Funny how a chance meeting for just a few moments can make all the difference in one's life. I still remember when the seed to my passion for photography sprouted. Back in the early 1970s, a guy named Jack Swanson worked as a photographer at the Daily Bee. He was a phenomenal photojournalist. I was the adviser of the yearbook at the time. For some reason, my editor and I were at the newspaper office talking to Mr. Swanson when he invited us into the darkroom.
It took probably ten minutes for him to show us how a black and white photo comes to life from time the image, caught on a negative, is transferred to the photographic paper through light exposure from an enlarger. Watching him drop that paper into those three trays of dektol (allows the image to appear on the page, stop bath (stops the action of the action of the dektol) and fixer (fixes the image on the paper so it won't go away) changed my life.
It all seemed so magical. I instantly knew I wanted to do this. What better way to learn it than through our yearbook activities! Within days, our staff owned a Ricoh 35 mm SLR camera. Within hours of learning the basic steps for using the camera, we had snapped a couple of rolls of film. We hadn't' learned the darkroom techniques yet, but that would come.
I would advise the yearbook for 14 years. We would eventually produce every photo (except the class mugs) that went into the annual. It would mean hours of work after school and on weekends, but the skills gained by students creating their yearbook with such a hands-on approach would send some of them into situations that, for some, would mean exciting world travel or lifetime careers.
One of the students actually accompanied the Time Magazine photographer who snapped photos of the four "Time Men of the Year." That mean jetting to South Africa, Tunisia, and Jerusalem. He also worked as an assistant for the photographer who does most Rollingstone Magazine covers. Another has worked as a production manager for national TV commercials and now runs the photo operations for Coldwater Creek. This wide photographic swath was influenced years before by one man's willingness to take ten minutes of his time to show me the magic of photography.
That's why a few moments at last night's fair reminds me that it's often the little things, the little spontaneous gestures that can make such a difference in a person's life. In this particular case, my life changed a bit as did those of two young women in their '30s. They're the daughters of Mary Margaret "Peggy" Broehl, who was my classmate for several years.
I first met Peggy in the summer before the seventh grade. We were all representing our 4-H clubs at the county home economics demonstration contest. That was the day my infamous cake demonstration (chronicled in my book Pocket Girdles occurred). Peggy probably didn't laugh quite as loud as those fiendish women did when my cake batter started climbing up the Sunbeam mixer blades, so she remained my friend.
Because my name was "Brown" and her name was "Broehl," we sat next to each other in a lot of classes from junior high through college. We also remained good friends. After graduating from the University of Idaho and returning to Sandpoint, where that photography seed was hatched, I subscribed to Life Magazine because I loved its black-and-white photos. One day, while flipping through the pages, I came to an article about an out-of-work Boeing engineer.

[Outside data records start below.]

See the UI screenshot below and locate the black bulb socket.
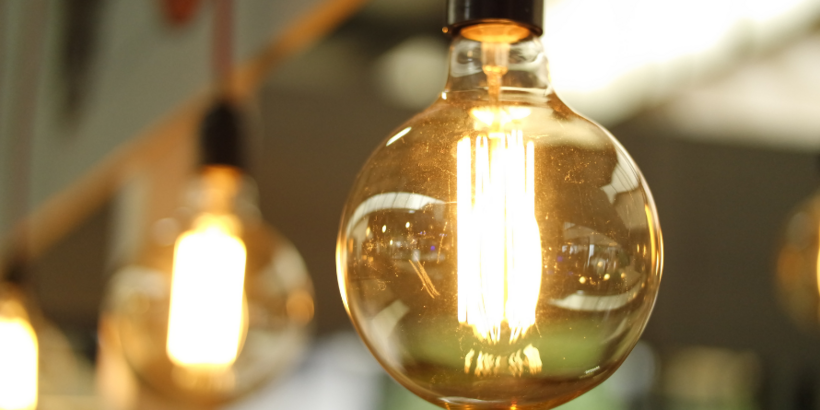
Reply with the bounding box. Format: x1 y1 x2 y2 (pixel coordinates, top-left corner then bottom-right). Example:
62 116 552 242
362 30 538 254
443 0 544 36
199 100 245 170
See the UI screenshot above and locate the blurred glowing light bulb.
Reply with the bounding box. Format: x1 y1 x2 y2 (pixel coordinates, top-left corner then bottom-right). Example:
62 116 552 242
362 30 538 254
168 208 247 368
0 290 39 410
337 0 663 410
776 186 820 332
101 100 314 406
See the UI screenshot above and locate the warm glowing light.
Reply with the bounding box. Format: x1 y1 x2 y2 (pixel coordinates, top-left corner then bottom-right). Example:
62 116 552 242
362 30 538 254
456 110 541 342
167 214 246 369
0 318 38 410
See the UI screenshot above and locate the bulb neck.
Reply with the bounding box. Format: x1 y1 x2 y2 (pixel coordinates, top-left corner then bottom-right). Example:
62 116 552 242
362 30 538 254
184 165 260 225
442 21 552 102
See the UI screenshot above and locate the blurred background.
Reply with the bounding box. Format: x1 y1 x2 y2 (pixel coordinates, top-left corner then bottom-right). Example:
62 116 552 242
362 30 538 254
0 0 820 410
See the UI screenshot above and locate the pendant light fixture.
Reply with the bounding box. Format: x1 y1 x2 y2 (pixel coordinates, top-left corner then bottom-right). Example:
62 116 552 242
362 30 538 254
776 178 820 333
104 101 313 404
0 263 40 410
337 0 663 409
103 0 314 406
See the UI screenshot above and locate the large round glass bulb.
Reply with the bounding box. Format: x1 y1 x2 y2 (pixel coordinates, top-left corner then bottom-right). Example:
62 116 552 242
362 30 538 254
101 166 313 404
337 23 663 409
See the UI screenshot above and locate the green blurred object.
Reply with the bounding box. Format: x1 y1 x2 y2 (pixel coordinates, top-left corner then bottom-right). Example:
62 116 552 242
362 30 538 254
379 375 627 410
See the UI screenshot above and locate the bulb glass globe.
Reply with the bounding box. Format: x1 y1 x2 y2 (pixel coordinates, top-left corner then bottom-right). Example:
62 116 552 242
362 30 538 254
776 193 820 332
337 23 663 409
103 166 314 404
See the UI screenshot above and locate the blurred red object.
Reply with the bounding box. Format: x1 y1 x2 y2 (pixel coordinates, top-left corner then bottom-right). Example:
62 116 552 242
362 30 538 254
160 0 201 26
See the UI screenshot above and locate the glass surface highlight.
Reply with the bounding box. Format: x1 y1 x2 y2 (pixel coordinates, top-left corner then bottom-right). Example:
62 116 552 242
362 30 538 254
101 166 314 405
337 24 663 409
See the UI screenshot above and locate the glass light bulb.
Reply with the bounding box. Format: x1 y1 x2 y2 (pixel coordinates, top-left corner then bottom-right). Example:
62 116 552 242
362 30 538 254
337 23 663 409
0 288 39 410
101 167 314 403
776 189 820 332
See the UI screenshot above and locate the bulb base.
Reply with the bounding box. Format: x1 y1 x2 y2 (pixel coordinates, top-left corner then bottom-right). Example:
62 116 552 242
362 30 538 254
443 0 544 36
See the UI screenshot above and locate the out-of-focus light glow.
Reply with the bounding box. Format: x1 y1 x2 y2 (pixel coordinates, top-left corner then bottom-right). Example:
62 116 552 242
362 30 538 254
0 317 38 410
456 109 541 344
543 0 820 123
167 215 246 370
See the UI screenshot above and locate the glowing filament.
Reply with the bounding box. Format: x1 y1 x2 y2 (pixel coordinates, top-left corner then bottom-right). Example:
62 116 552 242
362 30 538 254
0 318 38 410
167 217 246 369
456 124 541 343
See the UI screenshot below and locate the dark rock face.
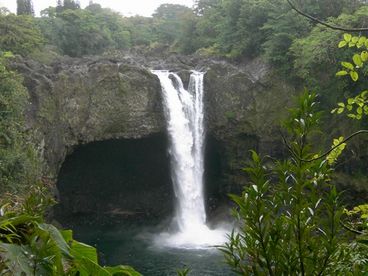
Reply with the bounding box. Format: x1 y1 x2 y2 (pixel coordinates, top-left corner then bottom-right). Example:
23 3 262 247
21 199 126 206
13 55 295 220
14 59 165 175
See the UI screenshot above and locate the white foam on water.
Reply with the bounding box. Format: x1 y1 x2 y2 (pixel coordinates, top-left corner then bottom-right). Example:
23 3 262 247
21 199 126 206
152 70 226 248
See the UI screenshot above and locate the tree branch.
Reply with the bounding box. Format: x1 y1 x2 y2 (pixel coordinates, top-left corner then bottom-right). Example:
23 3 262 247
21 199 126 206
300 129 368 162
286 0 368 32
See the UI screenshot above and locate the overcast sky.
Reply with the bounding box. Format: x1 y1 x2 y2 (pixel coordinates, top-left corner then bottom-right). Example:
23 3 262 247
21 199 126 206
0 0 193 16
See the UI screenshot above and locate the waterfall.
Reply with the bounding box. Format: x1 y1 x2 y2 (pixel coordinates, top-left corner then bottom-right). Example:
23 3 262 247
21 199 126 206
152 71 224 248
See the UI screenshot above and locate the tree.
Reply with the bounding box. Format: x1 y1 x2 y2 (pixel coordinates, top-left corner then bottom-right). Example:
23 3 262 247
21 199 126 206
63 0 80 10
17 0 34 16
0 52 40 194
0 14 44 56
221 93 344 275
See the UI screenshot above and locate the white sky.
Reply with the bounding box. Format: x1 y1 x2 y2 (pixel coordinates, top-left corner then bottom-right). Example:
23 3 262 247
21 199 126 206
0 0 194 16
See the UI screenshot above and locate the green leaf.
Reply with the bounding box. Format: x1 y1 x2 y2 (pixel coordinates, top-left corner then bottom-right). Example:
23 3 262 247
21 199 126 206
350 71 359 81
336 70 348 76
339 40 348 48
353 54 363 67
38 223 70 257
105 265 142 276
344 34 351 42
341 61 354 70
0 243 34 276
360 51 368 62
70 240 97 263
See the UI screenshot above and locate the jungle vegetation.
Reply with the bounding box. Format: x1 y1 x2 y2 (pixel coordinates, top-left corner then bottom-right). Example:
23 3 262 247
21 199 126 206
0 0 368 275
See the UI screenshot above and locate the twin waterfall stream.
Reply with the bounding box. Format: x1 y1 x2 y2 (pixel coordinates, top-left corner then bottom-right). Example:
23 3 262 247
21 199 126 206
152 71 226 248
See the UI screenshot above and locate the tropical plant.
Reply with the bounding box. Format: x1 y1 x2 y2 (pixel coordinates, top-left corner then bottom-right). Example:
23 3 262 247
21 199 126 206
0 52 40 193
220 92 350 275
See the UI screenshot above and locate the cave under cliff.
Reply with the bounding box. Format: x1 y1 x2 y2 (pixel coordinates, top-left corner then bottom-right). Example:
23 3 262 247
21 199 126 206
54 133 227 226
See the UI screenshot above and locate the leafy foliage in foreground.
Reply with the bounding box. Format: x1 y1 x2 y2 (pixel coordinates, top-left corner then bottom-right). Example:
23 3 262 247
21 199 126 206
0 185 140 276
220 93 368 275
0 52 40 193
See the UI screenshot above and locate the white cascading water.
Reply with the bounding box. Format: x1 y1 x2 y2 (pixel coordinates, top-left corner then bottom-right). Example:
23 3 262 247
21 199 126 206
152 71 225 248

Through copy and dramatic photos, it showed how the engineer and his family were managing their lives on a lot less money. Suddenly, I zeroed in on a very familiar face; it was my friend Peggy Broehl. Some of the skills she'd learned in 4-H were aiding her in getting through this temporary family challenge. To say it was a thrill to see my classmate on the pages of Life Magazine is an understatement.
That was the last I heard or saw of Peggy for several years until her nephew sat in my study hall at Sandpoint High School. When I asked him what ever happened to Peggy, he stunned me by reporting that she had died from cancer a few years before. It took a while for that to set in, for sure. Years later, I met a nice young lady working at one of the local coffee shops. When we got to talking, once again I was stunned. She was Peggy's daughter Effie, and she had returned to her mother's hometown after living in Seattle.
Last night I saw Effie again----next to the Wurst Man's booth, where else? We visited for a few minutes. She left and then returned with her younger sister. Once more I was struck. There were Peggy's eyes and expression staring right back at me.
We talked for maybe 15 minutes. I told them what I could remember about their mother. They listened intently to every word as I shared anecdotes about the mother they had lost when they were 6 and 3, respectively. I promised them a class reunion booklet and the enlarged yearbook page (made for our reunion) which shows Peggy and me side by side at the top of the page.
Next to our senior portraits were our high school activities and aims for our lives ahead. While my goal was to be "the first to eat the green cheese sandwiches," Peggy's read, "To live with a song in my heart."
Suddenly, I realized this scene with these young women at the county fair was another of those powerful moments like I'd experienced so long ago in that darkroom when Jack Swanson opened a new dimension in my life. I'm just hoping that last night's visit with Peggy Broehl's lovely daughters leaves their hearts singing with new and life-enhancing thoughts about the mother they knew for such a short time.